Пела за деньги и бесплатно, под аккомпанемент отца и в хоре русской церкви, пела для удовольствия и для прокорма семьи — но пела только то, что считала настоящей музыкой. Тут она проявляла упрямство, и вкусы ее, привязанности рано определились. А когда в 1928 году в Женеву из Советской России вместе с Прокофьевым приехал дядюшка Павел, племянница Татьяна заявила: хочу вернуться домой, хочу перед теми выступать, кто и музыку Мусоргского и текст понимает.
Конечно, спустя столько времени тогдашние разговоры, доводы, намеки, буквально не восстановишь. Если из фактов исходить, дядя Павел, оставшийся в Советах, не бедствовал (у Татьяны хранится фотография — Павел Ламм сидит на широком крыльце своей дачи, построенной в элитном поселке на Николиной Горе, рядом с Прокофьевым, Мясковским), но в 1928 году его поездка за границу была связана с хлопотами по изданию «Бориса Годунова» в авторской редакции, на что и согласилось английское «Оксфорд-Пресс». Значит, на родине композитора затея эта не прошла? Не было средств? Полиграфической базы? Или же понимания важности задачи?

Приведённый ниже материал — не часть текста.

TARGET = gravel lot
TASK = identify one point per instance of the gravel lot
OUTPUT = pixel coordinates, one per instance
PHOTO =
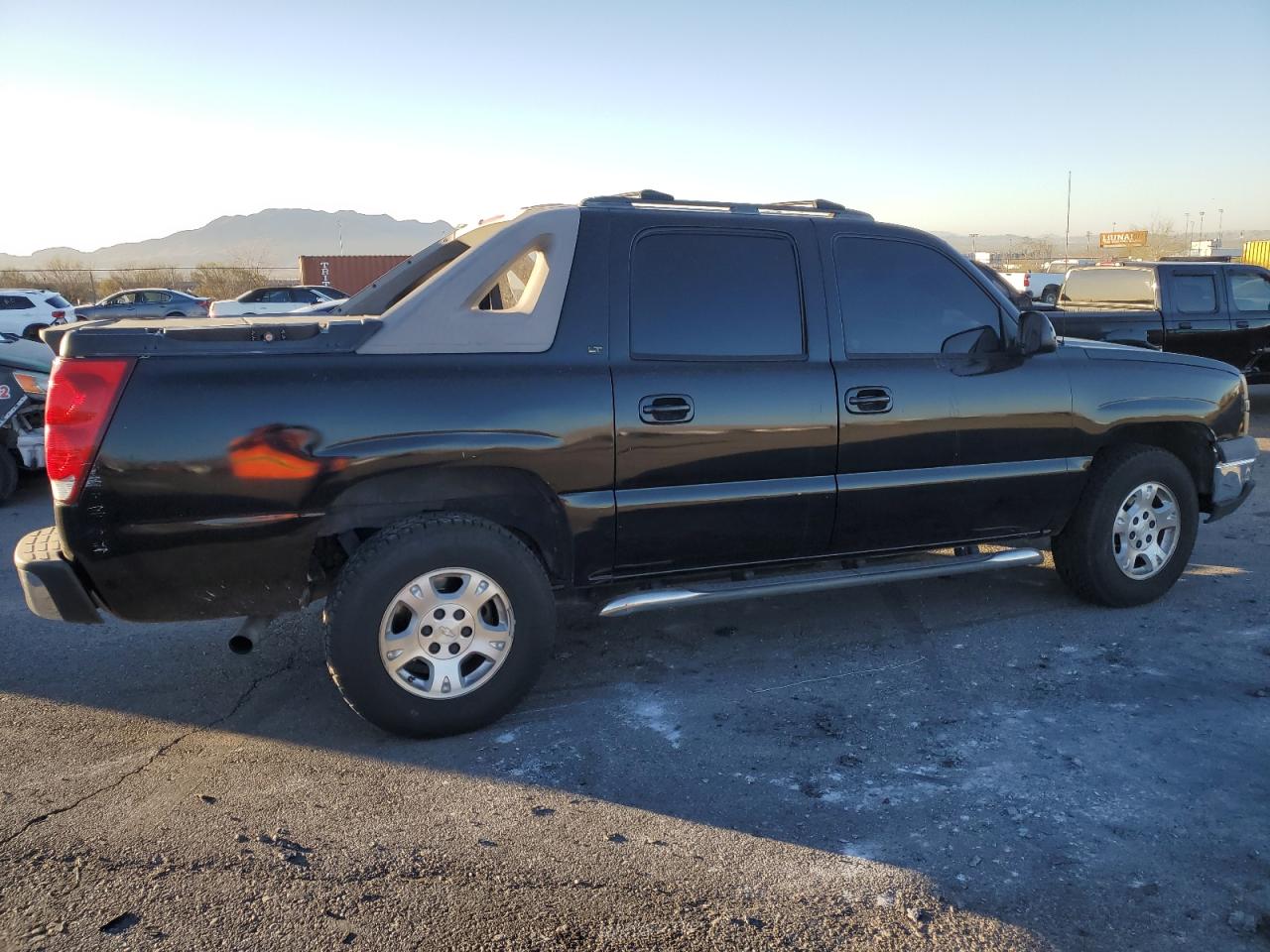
(961, 765)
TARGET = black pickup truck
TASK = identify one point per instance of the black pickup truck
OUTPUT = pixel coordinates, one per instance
(1209, 308)
(663, 403)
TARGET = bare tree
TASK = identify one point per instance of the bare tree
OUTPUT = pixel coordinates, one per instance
(225, 281)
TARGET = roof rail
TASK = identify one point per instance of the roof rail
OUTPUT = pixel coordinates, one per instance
(651, 198)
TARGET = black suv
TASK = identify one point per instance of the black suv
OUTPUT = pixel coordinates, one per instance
(665, 403)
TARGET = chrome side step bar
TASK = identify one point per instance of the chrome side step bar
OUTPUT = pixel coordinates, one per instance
(707, 592)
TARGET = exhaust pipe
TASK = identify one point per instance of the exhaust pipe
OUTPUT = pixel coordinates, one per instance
(249, 634)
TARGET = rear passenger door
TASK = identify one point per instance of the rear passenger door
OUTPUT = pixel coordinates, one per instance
(724, 397)
(1196, 317)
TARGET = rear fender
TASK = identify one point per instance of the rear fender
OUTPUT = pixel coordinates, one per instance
(515, 499)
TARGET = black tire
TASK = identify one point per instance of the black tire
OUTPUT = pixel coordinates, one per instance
(1083, 552)
(389, 561)
(8, 474)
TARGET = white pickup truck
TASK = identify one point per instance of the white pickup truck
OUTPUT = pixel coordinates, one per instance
(276, 299)
(1046, 284)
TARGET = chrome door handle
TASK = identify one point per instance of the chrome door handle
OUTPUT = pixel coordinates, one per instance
(666, 408)
(869, 400)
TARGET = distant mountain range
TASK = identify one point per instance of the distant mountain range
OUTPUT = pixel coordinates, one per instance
(278, 236)
(273, 238)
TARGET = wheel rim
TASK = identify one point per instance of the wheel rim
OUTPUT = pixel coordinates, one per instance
(445, 634)
(1144, 534)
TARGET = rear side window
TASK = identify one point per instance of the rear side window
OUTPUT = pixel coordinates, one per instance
(906, 298)
(715, 295)
(1250, 291)
(1196, 294)
(511, 287)
(1110, 286)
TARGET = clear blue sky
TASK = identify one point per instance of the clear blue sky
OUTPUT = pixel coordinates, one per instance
(143, 118)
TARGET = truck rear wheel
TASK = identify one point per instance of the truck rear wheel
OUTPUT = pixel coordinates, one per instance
(439, 625)
(1133, 530)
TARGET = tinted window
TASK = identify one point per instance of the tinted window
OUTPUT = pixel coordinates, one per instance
(1110, 286)
(1248, 291)
(715, 295)
(906, 298)
(509, 287)
(1196, 294)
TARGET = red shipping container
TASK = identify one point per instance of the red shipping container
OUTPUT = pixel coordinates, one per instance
(349, 273)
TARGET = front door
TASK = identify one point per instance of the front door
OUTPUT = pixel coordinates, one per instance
(724, 397)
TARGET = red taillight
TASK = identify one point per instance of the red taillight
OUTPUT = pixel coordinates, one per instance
(81, 395)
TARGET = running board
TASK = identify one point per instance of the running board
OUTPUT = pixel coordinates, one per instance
(707, 592)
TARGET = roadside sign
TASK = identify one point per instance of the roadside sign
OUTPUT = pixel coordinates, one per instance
(12, 398)
(1121, 239)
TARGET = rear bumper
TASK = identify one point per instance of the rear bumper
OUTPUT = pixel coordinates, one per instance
(49, 580)
(1232, 475)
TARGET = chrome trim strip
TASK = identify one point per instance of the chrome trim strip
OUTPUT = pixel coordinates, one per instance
(968, 472)
(705, 593)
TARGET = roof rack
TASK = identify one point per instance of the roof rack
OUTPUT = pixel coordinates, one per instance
(651, 198)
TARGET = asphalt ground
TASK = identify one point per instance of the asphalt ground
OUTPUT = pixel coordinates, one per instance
(974, 763)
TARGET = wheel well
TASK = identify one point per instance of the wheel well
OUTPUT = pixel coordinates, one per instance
(515, 499)
(1189, 442)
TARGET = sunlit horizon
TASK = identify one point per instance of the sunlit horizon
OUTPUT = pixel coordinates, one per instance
(919, 113)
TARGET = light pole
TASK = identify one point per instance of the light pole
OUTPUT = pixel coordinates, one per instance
(1067, 230)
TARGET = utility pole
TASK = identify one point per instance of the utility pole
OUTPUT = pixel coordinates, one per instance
(1067, 231)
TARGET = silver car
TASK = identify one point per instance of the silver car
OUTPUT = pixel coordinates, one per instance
(145, 302)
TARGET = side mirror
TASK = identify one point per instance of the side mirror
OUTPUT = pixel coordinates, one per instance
(1037, 334)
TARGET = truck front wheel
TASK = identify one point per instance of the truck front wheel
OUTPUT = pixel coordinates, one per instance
(439, 625)
(1133, 530)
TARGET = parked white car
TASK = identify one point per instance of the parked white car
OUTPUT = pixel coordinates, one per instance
(276, 299)
(27, 311)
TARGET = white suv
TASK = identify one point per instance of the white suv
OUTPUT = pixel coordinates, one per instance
(26, 311)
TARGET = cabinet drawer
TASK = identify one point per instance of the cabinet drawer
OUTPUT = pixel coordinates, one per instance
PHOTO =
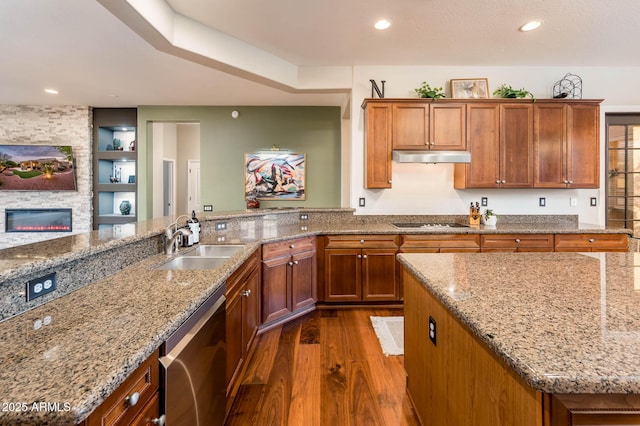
(592, 242)
(361, 241)
(240, 275)
(511, 241)
(284, 248)
(116, 409)
(440, 241)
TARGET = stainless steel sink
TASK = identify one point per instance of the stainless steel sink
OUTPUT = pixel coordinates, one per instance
(193, 262)
(215, 250)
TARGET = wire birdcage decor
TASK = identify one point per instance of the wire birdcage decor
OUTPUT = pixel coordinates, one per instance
(570, 87)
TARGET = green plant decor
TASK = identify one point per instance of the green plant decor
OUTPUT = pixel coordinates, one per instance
(505, 91)
(426, 91)
(489, 212)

Быть может, дядя Павел был в тот раз расстроен, а может быть, устал. А может быть, еще не оправился от неожиданного ареста… И тут племянница со своей одержимой идеей петь на родине советской публике цикл «Без солнца», совершенно не соответствующий ни умонастроениям, ни официальной эстетике России тех времен. «Вернешься, так и определят тебя в оперетку, — сообщил племяннице дядя. — Тем более ты еще и неплохо танцуешь, говорят…»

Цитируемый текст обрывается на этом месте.